Xilinx has launched the SDAccel development environment for OpenCL, C, and C++, enabling up to 25X better performance/watt for data centre application acceleration leveraging FPGAs. SDAccel, the newest member of the SDx family, combines the industry’s first architecturally optimising compiler supporting any combination of OpenCL, C, and C++ kernels, along with libraries, development boards, and the first complete CPU/GPU-like development and run-time experience for FPGAs.
SDAccel’s architecturally optimising compiler delivers up to 25X better performance/watt compared to CPUs or GPUs and 3X the performance and resource efficiency of other FPGA solutions. SDAccel leverages foundational compiler technology that is utilized by more than 1,000 programmers. It harnesses the power of this complier and enables software developers to leverage new or existing OpenCL, C, and C++ code for creating high performance accelerators, optimised for memory, dataflow, and loop pipelining in a wide range of data center applications such as compute search, image recognition, machine learning, transcoding, storage compression and encryption.
By employing SDAccel developers can use a familiar workflow to optimise their applications and take advantage of FPGA platforms with no prior FPGA experience. The integrated design environment (IDE) provides coding templates and software libraries, and enables compiling, debugging, and profiling against the full range of development targets including emulation on x86, performance validation using fast simulation, and native execution on FPGA processors. The IDE executes the application on data center-ready FPGA platforms complete with automatic instrumentation insertion for all supported development targets. SDAccel has also been architected to enable CPU/GPU developers to easily migrate their applications to FPGAs while maintaining and reusing their OpenCL, C, and C++ code in a familiar workflow.
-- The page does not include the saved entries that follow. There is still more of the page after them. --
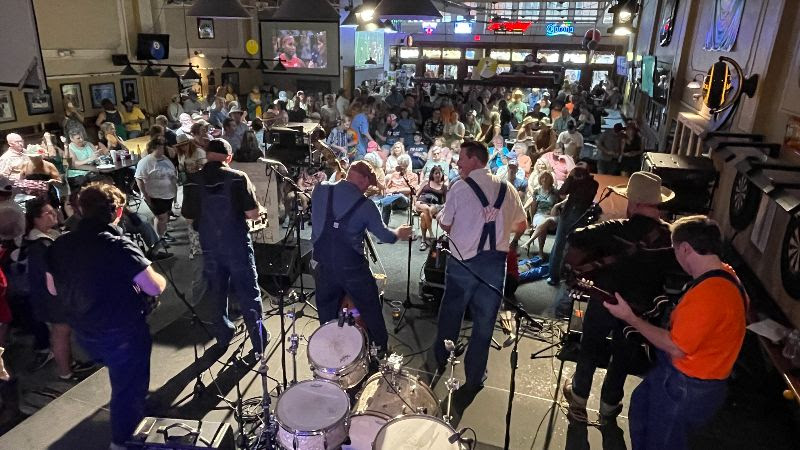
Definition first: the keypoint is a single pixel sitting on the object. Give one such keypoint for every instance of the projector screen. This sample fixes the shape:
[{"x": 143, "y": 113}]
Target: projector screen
[
  {"x": 19, "y": 44},
  {"x": 303, "y": 47},
  {"x": 369, "y": 44}
]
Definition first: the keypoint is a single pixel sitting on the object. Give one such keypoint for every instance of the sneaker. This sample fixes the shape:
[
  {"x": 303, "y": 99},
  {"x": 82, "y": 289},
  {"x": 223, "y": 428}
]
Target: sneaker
[
  {"x": 80, "y": 367},
  {"x": 40, "y": 360},
  {"x": 577, "y": 405}
]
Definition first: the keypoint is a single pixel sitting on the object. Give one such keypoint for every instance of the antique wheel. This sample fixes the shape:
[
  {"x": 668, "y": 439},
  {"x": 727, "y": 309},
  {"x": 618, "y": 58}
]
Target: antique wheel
[
  {"x": 790, "y": 258},
  {"x": 744, "y": 202}
]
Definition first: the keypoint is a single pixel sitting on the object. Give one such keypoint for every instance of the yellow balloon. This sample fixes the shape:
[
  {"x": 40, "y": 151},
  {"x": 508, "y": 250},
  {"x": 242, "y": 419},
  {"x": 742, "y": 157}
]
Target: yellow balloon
[{"x": 251, "y": 46}]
The comprehensive SDAccel environment includes the programmer-ready IDE, C-based FPGA optimized libraries, as well as commercial off-the-shelf (COTS) platforms ready for data center use.
SDAccel libraries include OpenCL built-ins, DSP, Video, and linear algebra libraries for high performance, low power implementations. For domain specific acceleration, optimized OpenCV and BLAS OpenCL compatible libraries are available from Xilinx Alliance member Auviz Systems, Initial COTS members include Alpha Data, Convey, Pico Computing with more being added in early 2015.
SDAccel can support large applications with multiple programs and CPU/GPU like on-demand loadable compute units. Unique to FPGA solutions, and like CPU/GPUs, SDAccel keeps the system functional during program transitions. SDAccel is currently the only environment that creates FPGA-based compute units that can load new accelerator kernels while an application is running. Throughout application execution, critical system interfaces and functions such as memory, Ethernet, PCIe and performance monitors are kept live. On-the-fly reconfigurable compute units allow FPGA accelerators to be shared across multiple applications. For example, operational systems can be programmed to switch between image search, video transcoding and image processing.